Augustus Martin, a senior at Grant, was primarily responsible for planning the week’s events. “One of my main goals was to help neurodivergent people do things,” he says. “Like keeping track of your things, getting places on time, noticing if you’re hungry, tired, or have to use the restroom. Really, a whole host of different things that are already a struggle for many teenagers, but especially neurodivergent ones.”
Martin spearheaded the planning of the week’s events, and his commitment could not have been more necessary. Adults who had tried to plan events in past years had found that the time commitment was too much for them, and thus the week’s proceedings fell short. As a student with much more free time than a special education teacher or admin might have, Martin’s passion for Neurodiversity Celebration Week was clearly shown in the amount of work he put in.
“Augustus has been a presence since he walked through the door the first day,” says Greta West, a special education teacher at Grant during Martin’s freshman year.

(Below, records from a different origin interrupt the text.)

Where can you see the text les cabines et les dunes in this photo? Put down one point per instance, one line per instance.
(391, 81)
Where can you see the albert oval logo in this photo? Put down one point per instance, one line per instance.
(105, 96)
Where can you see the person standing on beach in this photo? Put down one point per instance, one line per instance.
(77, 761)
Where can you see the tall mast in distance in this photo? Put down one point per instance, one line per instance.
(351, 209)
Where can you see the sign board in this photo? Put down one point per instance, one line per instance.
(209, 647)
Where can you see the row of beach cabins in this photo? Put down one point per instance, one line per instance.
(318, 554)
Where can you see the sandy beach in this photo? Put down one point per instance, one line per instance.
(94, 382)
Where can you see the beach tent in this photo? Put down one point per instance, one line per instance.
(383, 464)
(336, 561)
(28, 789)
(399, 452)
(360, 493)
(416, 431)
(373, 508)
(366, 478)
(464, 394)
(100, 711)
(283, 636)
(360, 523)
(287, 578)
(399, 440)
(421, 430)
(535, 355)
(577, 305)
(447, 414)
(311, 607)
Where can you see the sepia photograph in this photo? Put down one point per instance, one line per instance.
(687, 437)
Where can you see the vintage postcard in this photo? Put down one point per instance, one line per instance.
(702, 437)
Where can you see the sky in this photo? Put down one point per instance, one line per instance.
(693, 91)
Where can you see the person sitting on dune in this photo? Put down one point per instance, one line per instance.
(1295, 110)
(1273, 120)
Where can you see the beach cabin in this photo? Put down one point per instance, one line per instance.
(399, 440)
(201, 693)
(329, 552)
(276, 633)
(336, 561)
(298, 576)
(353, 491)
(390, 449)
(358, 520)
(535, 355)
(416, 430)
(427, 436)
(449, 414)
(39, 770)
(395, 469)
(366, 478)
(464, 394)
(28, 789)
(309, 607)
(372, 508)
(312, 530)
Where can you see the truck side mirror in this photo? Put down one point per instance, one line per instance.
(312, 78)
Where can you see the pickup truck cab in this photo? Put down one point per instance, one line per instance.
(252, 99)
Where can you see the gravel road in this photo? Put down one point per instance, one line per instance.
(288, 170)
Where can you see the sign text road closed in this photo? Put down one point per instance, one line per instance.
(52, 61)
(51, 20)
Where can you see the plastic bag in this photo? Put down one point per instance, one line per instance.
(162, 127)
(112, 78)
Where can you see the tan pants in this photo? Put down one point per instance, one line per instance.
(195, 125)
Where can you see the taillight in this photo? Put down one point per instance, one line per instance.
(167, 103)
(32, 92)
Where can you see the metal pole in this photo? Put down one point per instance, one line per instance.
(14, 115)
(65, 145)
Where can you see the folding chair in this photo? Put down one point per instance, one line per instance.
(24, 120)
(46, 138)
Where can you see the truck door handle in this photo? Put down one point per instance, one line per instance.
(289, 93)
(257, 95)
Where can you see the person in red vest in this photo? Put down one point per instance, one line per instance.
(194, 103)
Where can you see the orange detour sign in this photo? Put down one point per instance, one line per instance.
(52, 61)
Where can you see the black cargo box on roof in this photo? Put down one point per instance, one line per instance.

Martin’s passion and hard work allowed a full week of events to be scheduled and planned. The week began on March 16 with a kickoff party in the skills classroom run by Virginia Keil, another special education teacher at Grant. The celebration continued with Tuesday’s events, a social communication and self-advocacy workshop run by Martin and Grant’s speech pathologist, Tristan Trotter.
Wednesday yielded the best turnout, with a hands-on fidget workshop. On Thursday, Grant hosted a panel of neurodivergent students and staff, including Martin and a few of his peers. To top it all off, there was an executive functioning workshop on Friday.
Neurodiversity may be recognized and acknowledged in this day and age, but even Portland Public Schools’ policy is rooted in inequity. The 2026 Neurodiversity Week was not the first time Grant affiliates have tried to balance these injustices. This is why Martin employed the help of Keil and West.
The team had previously broached the idea of a general education neurodiversity studies class to the district and attempted to establish a neurodiversity affinity club at Grant. In this effort, they found an excess of red tape around the very same opportunities available to other minority groups.
“There are no affinity groups for disability, the district does not support them and they will not pay a staff member to help run it. And I think that’s a major gap that we have,” Keil says.
Neurodiversity Week was a stride in ripping those barriers, and those at the head of Grant’s Neurodiversity Week planning encourage students to take steps in their everyday lives to further the effects of this trail-blazing event.
“Try to give that weird, quiet, awkward kid a little bit more grace, just in your day-to-day life,” Martin says.